Behe's argument is that you take one of these steps away, and you can't form blood clots, and you bleed to death. How did something like that evolve, if you need all these factors and their inert forms and ways to signal them to act in your blood all at once?

Behe spent a little time talking about reaction to this argument, and his response to the reaction. I won't summarize all that here. You can read about, for instance see here.

I've not read a great deal on ID, but I was thinking along such lines before I had ever heard of ID. I mean, so many things look like they were designed with a purpose in mind. To me, the Designer is the Creator.

It goes without saying that many scientists who believe in evolution react to ID as if you suggested the world was created by little Keebler elves. They do not believe ID is scientific.

Behe made the point though last night that Darwinists cannot explain exactly how the pathways by which biological structures like the flagellum, or processes like blood clotting, evolved. Sure, there are many explanations and attempts at explanations, but when it comes down to it, these explanations boil down to "well, this might have..."
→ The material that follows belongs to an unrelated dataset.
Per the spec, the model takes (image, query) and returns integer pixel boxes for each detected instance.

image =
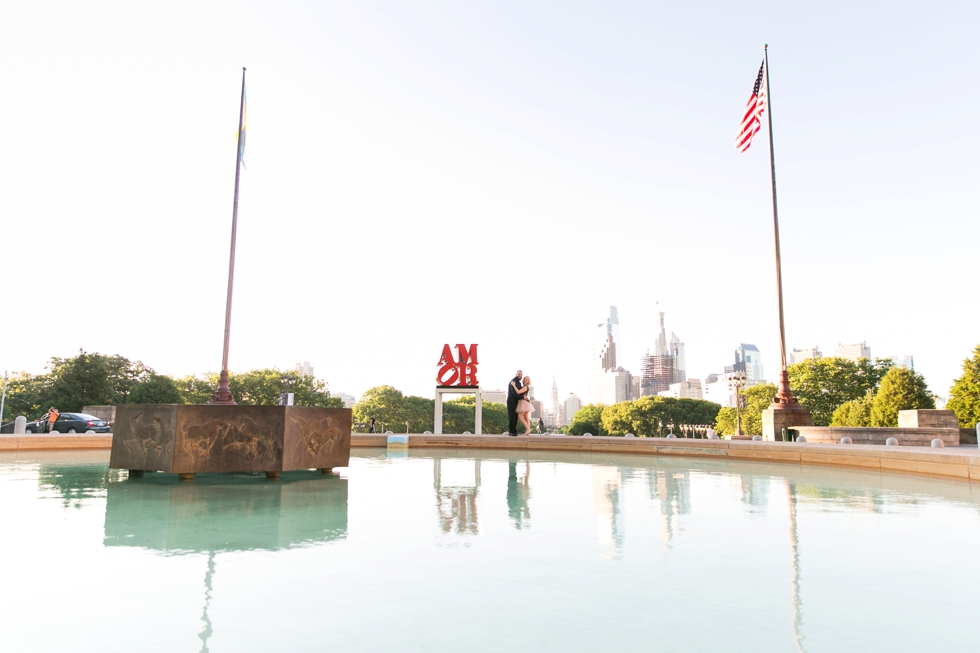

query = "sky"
[0,0,980,400]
Behe is really just trying to have a scientific argument, asking the question, if these processes really are irreducibly complex, how is it possible that something evolved? Can anyone explain how such a structure could have evolved? Behe is really not trying to have a theological or philosophical argument.
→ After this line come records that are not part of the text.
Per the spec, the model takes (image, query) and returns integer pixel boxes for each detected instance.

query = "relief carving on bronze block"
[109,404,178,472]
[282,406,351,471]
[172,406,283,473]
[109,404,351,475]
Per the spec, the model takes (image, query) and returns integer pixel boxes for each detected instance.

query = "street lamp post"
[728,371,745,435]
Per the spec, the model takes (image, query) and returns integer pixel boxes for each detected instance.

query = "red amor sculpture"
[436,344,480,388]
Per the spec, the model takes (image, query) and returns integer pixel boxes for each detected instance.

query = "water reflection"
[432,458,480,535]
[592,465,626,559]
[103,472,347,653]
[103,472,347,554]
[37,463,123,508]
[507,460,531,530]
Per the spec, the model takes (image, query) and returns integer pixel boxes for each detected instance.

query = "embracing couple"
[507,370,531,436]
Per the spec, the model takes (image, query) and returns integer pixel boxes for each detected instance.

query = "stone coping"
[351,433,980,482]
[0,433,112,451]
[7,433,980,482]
Abednego at the Parableman blog has a current example of the Darwinist reaction to the ID community. He tells of a petition going around. Read the post and see what they're objecting to.

A couple times during the lecture last night, someone would hiss, or murmur, and after one person asked a question that seemed to really get Behe (zing! we gotcha!) some people clapped and cheered.

But just what are they cheering? What victory do they think they won? The people in the ID field are just trying to have a debate on the merits. That is what science is supposed to be about, after all. But as I wrote about here, there is more involved with these matters than just pure science.

3 Comments:

  • At Sun Oct 02, 12:23:00 AM, johngrif said…

    Do Darwinists really believe there are answers?

     
  • At Sun Oct 02, 07:28:00 PM, Jeff said…

    Another interesting thing Behe pointed out was that biologists, including Darwinists, implicitly operate from a design framework. I mean, they study biological structures with the assumption that things are there for a purpose, they're trying to figure out how they work. Again, the assumption being they do work, they do perform a function.

    As I mentioned, the Darwinists believe this came about through random selection and mutation. But, it always makes me wonder how people can look everywhere, and see things in nature that work, that have purpose, and think it was not designed by Someone.

     
  • At Tue Oct 11, 11:16:00 AM, johngrif said…

    Jeff,

    I've found a new interest through one of your links ( from H. Hewitt's new blog). EIDOS appears to be one journal I will read seriously.

    http://www.johnmarkreynolds.com

    It's his attitude more than his actual statements. It's often what you don't say.

    Here is Reynolds writing about ID, in a response to NRO's John Derbyshire:

    He (Derbyshire) limits science to methodological naturalism. Of course, the history of science shows cases where this limit was not observed to good effect. Where does this limit come from? Why must we observe it? Derbyshire does not say. He simply defines science and in doing so defines any personal agent out, if that agent cannot be reduced to a "natural" cause. Of course, he is not just getting rid of God as a cause in science, but also the human soul. Since it really seems to me that the soul is a needed thing in explaining human action and that it cannot be reduced (in any way) to matter or energy, I am skeptical about his limitation.

    ---
    I like the 19c moral philosphers and writers. They would be horrified at the emptiness at the center (borrowing a phrase from one of your postings) of modern science.

    John Hay, that wonderful 20c. New
    England nature poet, observes,

    In all our technological games and schemes, is there not something behind Nature that plays with us, even as we think WE play with it?